Democrats ‘afraid’ to hold Senate trial for impeached Homeland Security Secretary Mayorkas, Hawley argues

Democrats are “afraid” to hold a Senate impeachment trial for Homeland Security Secretary Alejandro Mayorkas because the evidence will showcase the disaster at the open border, Missouri Sen. Josh Hawley says.

Mayorkas became the first sitting Cabinet secretary in history to be impeached by the House in February.

Asked if he thinks his Democrat colleagues in the Senate would vote to convict and remove Mayorkas if the evidence warrants it, Hawley said succinctly and surely, “No. No, I don’t.”

The reason, he said in an exclusive interview Thursday with The Heartlander, is the overwhelming evidence itself of Mayorkas’s wanton, apparently purposeful negligence in his sacred duty to secure the homeland. Democrats, Hawley argues, don’t want a blinding impeachment spotlight turned on that historic dereliction of duty.

“They don’t even want to vote to acquit him. I mean, get this: they don’t want to vote at all. They are so afraid of what might come out of the trial. And we know what’s going to come out of the trial: that the border is overrun, that drugs are pouring into Missouri and every other state in the country, that violent criminals have come across the border and are killing people in every state in the country – 9 million Illegals, maybe 10, while Joe Biden has been president. 

“They are so afraid of that that they’re going to try to get rid of the trial altogether and not do anything – not vote to acquit, nothing. It is a total travesty, and it’s all about covering up the crime of the open border.”

Fox News has reported as many as a dozen Republican senators “are gearing up to prevent all legislative business in the Senate from going forward if they don’t get a full trial.”

Hawley is certainly sympathetic to the sentiment, but is skeptical it could work.

“At the end of the day, the Democrats only need 51 votes in order to dispense with the trial – which would be totally unconstitutional, can I just say. The Constitution says the Senate shall try impeachment cases. It doesn’t say ‘the Senate shall ignore,’ or ‘the Senate shall table’ or ‘the Senate shall look the other way.’ 

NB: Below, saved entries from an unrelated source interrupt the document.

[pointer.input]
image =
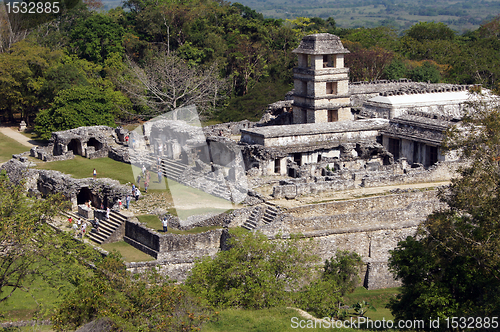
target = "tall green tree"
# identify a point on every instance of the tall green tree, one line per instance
(147, 302)
(22, 77)
(452, 268)
(96, 37)
(29, 247)
(80, 106)
(253, 273)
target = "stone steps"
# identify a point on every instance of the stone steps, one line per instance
(107, 227)
(252, 222)
(271, 211)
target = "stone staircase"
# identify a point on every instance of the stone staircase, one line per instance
(252, 221)
(107, 227)
(271, 211)
(173, 170)
(170, 168)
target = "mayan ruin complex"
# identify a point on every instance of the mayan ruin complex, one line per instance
(353, 165)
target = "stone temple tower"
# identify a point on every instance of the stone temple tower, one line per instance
(321, 81)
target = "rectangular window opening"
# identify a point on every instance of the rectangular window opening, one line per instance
(333, 115)
(331, 88)
(394, 147)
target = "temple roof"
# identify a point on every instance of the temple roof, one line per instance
(321, 43)
(317, 128)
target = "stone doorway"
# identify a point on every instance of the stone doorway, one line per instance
(75, 146)
(95, 143)
(84, 195)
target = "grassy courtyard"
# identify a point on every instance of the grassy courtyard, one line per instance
(153, 222)
(128, 252)
(8, 147)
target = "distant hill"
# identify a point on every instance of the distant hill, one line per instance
(460, 15)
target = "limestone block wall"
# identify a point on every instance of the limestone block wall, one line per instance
(341, 137)
(171, 247)
(370, 227)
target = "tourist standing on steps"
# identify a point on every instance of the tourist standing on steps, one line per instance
(165, 224)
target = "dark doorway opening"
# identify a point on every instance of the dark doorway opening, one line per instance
(277, 164)
(86, 195)
(333, 115)
(297, 158)
(75, 146)
(415, 152)
(95, 143)
(394, 147)
(431, 155)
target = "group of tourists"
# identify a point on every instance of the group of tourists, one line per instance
(79, 227)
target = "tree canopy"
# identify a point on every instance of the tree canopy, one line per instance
(30, 247)
(451, 269)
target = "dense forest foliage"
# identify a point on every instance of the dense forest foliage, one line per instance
(86, 66)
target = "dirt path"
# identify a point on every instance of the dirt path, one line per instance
(17, 136)
(353, 194)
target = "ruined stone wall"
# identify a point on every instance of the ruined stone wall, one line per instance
(169, 246)
(370, 176)
(369, 226)
(362, 91)
(228, 128)
(177, 270)
(43, 182)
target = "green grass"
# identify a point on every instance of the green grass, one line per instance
(376, 297)
(8, 147)
(129, 253)
(198, 201)
(280, 319)
(81, 167)
(37, 303)
(154, 222)
(264, 320)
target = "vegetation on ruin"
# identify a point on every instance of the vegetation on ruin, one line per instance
(8, 147)
(128, 252)
(451, 269)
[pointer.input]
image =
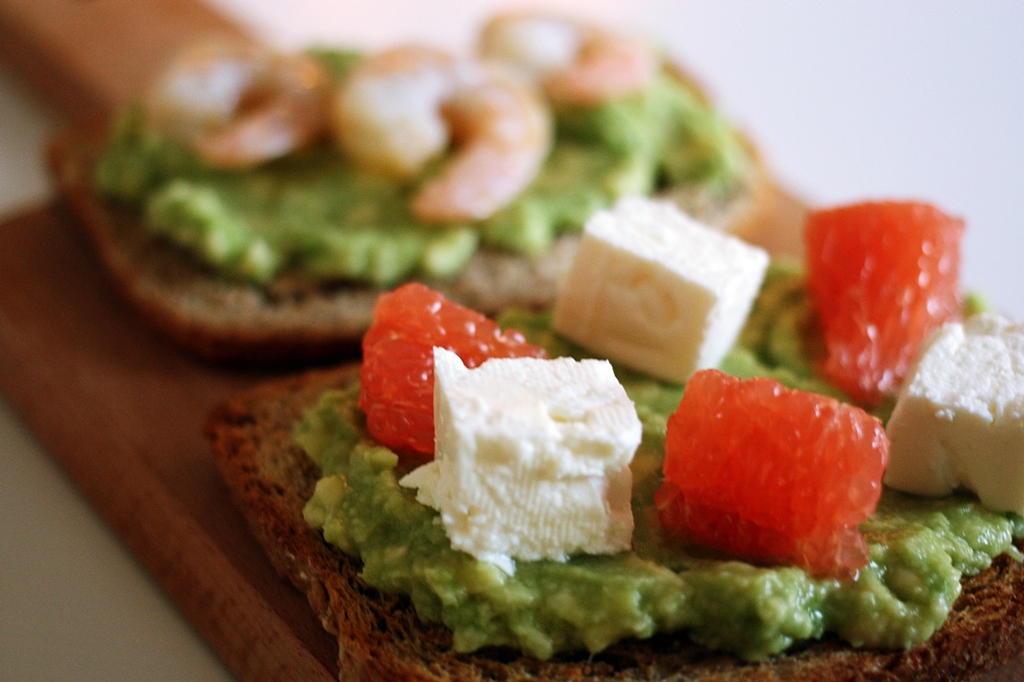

“But that’s what the Democrats want to do, and under the rules of the Senate if you’ve got 51 votes you can do about anything.”

Hawley may have good reason to avoid grinding the legislative body to a halt anyway: He’s still fighting to win approval for his seemingly quixotic quest to extend and expand compensation for continued victims of radiation in Missouri and nationally.

His bill to extend and expand the 1990 Radiation Exposure Compensation Act (RECA), set to expire June 7, has been passed twice by the Senate but is currently languishing in the House. As an alternative, Hawley is looking at pairing the bill in the Senate with a tax bill making its way through Congress, albeit lethargically.

RECA might just make the tax bill more palatable to senators, he figures. The bill would preserve and grow compensation for victims of shoddily-contained nuclear waste left behind by the Manhattan Project that developed the first atomic bombs in the WWII and Cold War eras.

The victims in Missouri, he notes, have never even been included in the compensation, despite the tragic Show-Me State stories he’s highlighted for his colleagues in Congress and the media flowing from waste buried in the St. Louis region.

“Well, my observation is this tax bill, which would expand the child tax credit, is just not going anywhere in the Senate,” Hawley explains. “RECA passed with [nearly] 70 votes. So, if they want to get the tax bill passed through the Senate and the House, my suggestion is they pair up RECA with it. And that would be good for RECA, because it would give the House yet another opportunity to pass the RECA bill.”

Ultimately, though, all RECA really needs is approval in the House. Has Hawley pressed the issue with Speaker Mike Johnson?

“Yes. Yes, the speaker, the majority leader – I’ve talked to anybody and everybody who will listen. I’ve just reminded him [that] come June, this whole program expires. If that happens, Missouri gets nothing. No other victim in any other state gets a dime. People who have depended on this program for lifesaving compensation after being exposed, poisoned by their government, they will get nothing.  

“So really, it’s on the House to act now. The Senate has passed this bill twice in the last six months, seven months. The House has got to do it.

“Bottom line, end of the day, the House is going to have to act. They’re going to have to pass the RECA bill in order for Missouri to get what it deserves – for the victims in Missouri, and millions of other Americans, to be compensated by the government.  

“Right now, the House is doing nothing. I mean, they’re really doing nothing on anything. But they’re certainly doing nothing for radiation victims in Missouri. They need to get with it right now.”